Here’s the biggest difference: That spoonful of refined table sugar added to your salad dressing or breakfast cereal causes inflammation and turns to fat fast if it’s not needed for energy. The apple, meanwhile, contains other nutrients that impact how your body breaks down the sugar. Fiber, for instance, slows its digestion to head off a blood-sugar spike. And yogurt, for example, contains protein that helps your body process the natural sugar (not the heaps of added sugar that is often also added to some brands!) at a slower pace. Not to mention all of the other incredible nutrients you’re getting from those foods, like vitamins, minerals, and probiotics.

The fact is: nature is kind of a master of design, and most of the time, sugar occurs in a food for a reason your body will parse out as it processes that food’s entire complex web of nutrients. Nature also doesn’t expect you to only eat one food over and over, so just don’t overdo it.

My Advice on Sugar

Again, this is not to say you should go on an all banana-and-Greek yogurt diet. But if you’re eating mostly whole foods, you can focus on worrying about other things (there’s so much to worry about, right?) rather than wasting your time fretting about how sweet that sweet potato is.

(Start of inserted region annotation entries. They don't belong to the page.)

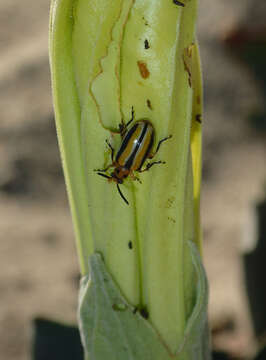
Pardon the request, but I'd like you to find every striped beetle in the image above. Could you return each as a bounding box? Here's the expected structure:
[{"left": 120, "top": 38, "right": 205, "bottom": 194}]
[{"left": 95, "top": 107, "right": 172, "bottom": 205}]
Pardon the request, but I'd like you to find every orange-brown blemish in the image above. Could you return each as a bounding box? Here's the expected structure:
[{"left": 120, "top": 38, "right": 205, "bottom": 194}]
[
  {"left": 137, "top": 61, "right": 150, "bottom": 79},
  {"left": 196, "top": 95, "right": 200, "bottom": 105}
]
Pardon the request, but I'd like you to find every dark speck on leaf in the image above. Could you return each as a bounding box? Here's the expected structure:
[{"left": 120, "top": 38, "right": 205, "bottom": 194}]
[{"left": 144, "top": 39, "right": 150, "bottom": 49}]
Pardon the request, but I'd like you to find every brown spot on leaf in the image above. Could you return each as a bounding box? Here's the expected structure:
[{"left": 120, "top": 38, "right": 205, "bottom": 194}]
[
  {"left": 173, "top": 0, "right": 185, "bottom": 7},
  {"left": 137, "top": 61, "right": 150, "bottom": 79},
  {"left": 195, "top": 114, "right": 202, "bottom": 124},
  {"left": 144, "top": 39, "right": 150, "bottom": 50},
  {"left": 147, "top": 99, "right": 152, "bottom": 110}
]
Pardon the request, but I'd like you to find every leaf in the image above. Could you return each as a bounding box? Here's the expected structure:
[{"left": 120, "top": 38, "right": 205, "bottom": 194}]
[{"left": 79, "top": 242, "right": 208, "bottom": 360}]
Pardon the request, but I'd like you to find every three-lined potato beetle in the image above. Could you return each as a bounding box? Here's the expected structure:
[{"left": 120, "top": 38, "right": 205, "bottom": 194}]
[{"left": 95, "top": 108, "right": 172, "bottom": 205}]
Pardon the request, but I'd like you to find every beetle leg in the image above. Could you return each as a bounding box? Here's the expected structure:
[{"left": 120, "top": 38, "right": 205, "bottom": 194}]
[
  {"left": 129, "top": 173, "right": 142, "bottom": 184},
  {"left": 138, "top": 161, "right": 165, "bottom": 172},
  {"left": 93, "top": 164, "right": 113, "bottom": 172}
]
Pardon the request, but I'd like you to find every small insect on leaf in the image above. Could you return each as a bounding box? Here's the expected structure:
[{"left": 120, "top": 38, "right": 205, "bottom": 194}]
[
  {"left": 173, "top": 0, "right": 185, "bottom": 7},
  {"left": 95, "top": 109, "right": 172, "bottom": 205}
]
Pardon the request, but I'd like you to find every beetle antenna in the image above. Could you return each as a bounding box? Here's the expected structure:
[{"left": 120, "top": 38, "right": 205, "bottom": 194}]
[
  {"left": 116, "top": 184, "right": 129, "bottom": 205},
  {"left": 97, "top": 173, "right": 112, "bottom": 179}
]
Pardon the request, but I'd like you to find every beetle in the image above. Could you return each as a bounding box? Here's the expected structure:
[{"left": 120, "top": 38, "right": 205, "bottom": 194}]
[{"left": 95, "top": 107, "right": 172, "bottom": 205}]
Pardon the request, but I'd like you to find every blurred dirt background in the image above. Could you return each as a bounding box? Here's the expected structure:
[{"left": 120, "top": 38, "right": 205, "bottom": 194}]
[{"left": 0, "top": 0, "right": 266, "bottom": 360}]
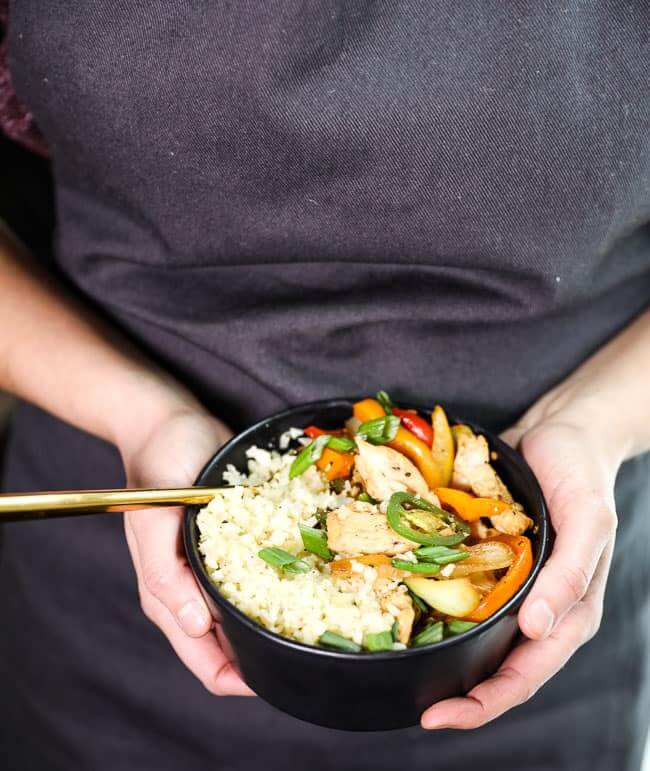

There are just a few places natural sugar might present an issue: Eat dried fruit in small, controlled portions, since the sugar becomes ultra-concentrated in the drying process. And skip juices that are primarily fruit. When fruit is juiced, the fiber I mentioned earlier is stripped out, leaving way too much free-floating sugar behind. Make smoothies, instead, or go as green as possible with your juices.

RECIPE: Super Greens Green Juice

Other than that, feel free to enjoy natural sugar and use the time you save worrying about it to always be on the lookout for added sugars lurking in unexpected places, like tomato sauces, salad dressings, and bread.